October 12th, 2018
In an attempt to help people get inside my characters’ heads, I’ll try to find simplified examples from the internet and use them to begin a discussion and illustrate certain behaviors or traits. Ashley Maypole has a lot going on — we’ll talk more about the other stuff later on — but something that both he and I suffer from is something called Imposter Syndrome. “I feel like a fake” — the first line in the diagram — is the clearest way to understand how this feels, and on a perpetual basis. Page 3 of issue #1, seen here, finds Ashley, hungover and strung out, laying down everything he’s thinking. It’s a quick, decisive sketch of who he is, as told by and to himself.

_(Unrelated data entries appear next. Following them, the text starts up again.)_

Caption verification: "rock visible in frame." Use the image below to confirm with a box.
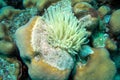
[73,2,99,33]
[105,38,117,51]
[0,6,20,21]
[98,6,111,18]
[109,9,120,35]
[74,48,116,80]
[72,0,93,5]
[23,0,59,11]
[0,0,7,8]
[0,55,20,80]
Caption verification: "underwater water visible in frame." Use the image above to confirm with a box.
[0,0,120,80]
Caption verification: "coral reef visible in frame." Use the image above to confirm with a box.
[0,56,20,80]
[0,6,20,21]
[0,0,120,80]
[109,9,120,35]
[74,48,116,80]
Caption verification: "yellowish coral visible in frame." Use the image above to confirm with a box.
[74,48,116,80]
[0,23,15,55]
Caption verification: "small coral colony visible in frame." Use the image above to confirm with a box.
[0,0,120,80]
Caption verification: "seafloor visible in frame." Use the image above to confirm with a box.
[0,0,120,80]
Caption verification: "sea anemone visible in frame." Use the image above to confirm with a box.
[43,0,88,55]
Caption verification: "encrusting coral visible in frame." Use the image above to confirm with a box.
[15,0,115,80]
[15,0,87,80]
[74,48,116,80]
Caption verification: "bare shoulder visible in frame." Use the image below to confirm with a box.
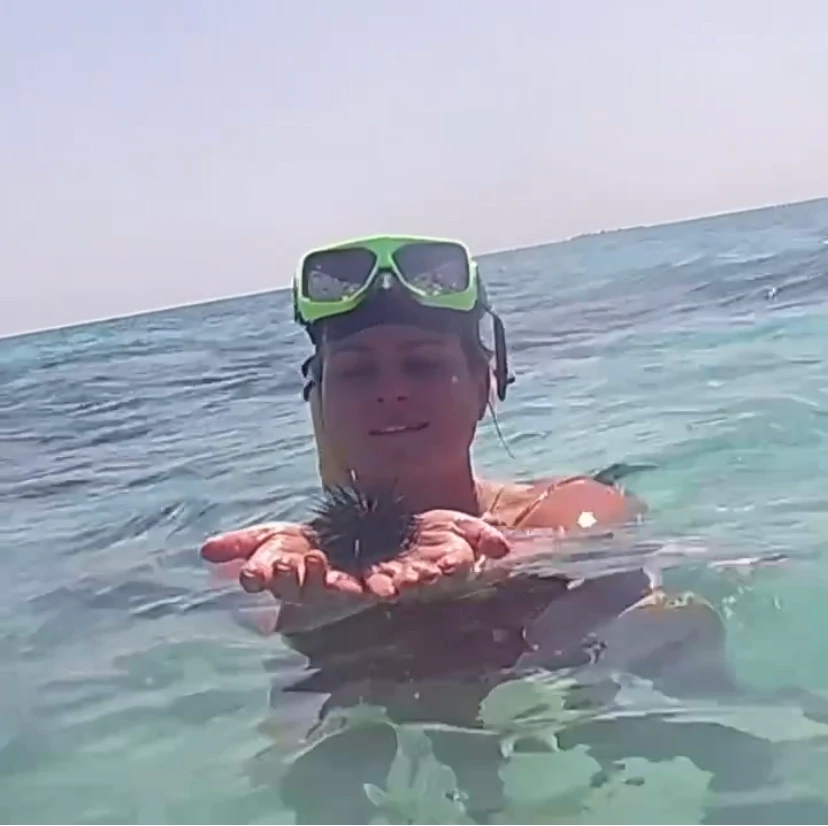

I’ve struggled my entire life to feel like anything I do is authentic or worth anything. It’s irrational, and not recognizing it as it is was damaging to me and others. As much as I feel, which is too much, and work hard at nearly everything I do, it often fails to appear to be or feel as real as when other people do it. I don’t know why, but at least I can recognize it now, and that helps. It helps to have a name for it and know that other people think and feel this way, too.
The second part of the diagram is even more important — ways to deal with it. Talking about your feelings is important, as is listening to the same people you vent to. I could for sure listen better — sometimes I get talking and I can’t stop and I think it’s just in my always vain attempt to show people that I’m smart and that I know stuff, too. And it makes me feel dumb and the cycle goes on.
The good news is that art helps. Whatever way you choose to express yourself can be a positive way to battle things like this in your own life. And if all else fails, get a cute dog. Cute dogs cure all ails.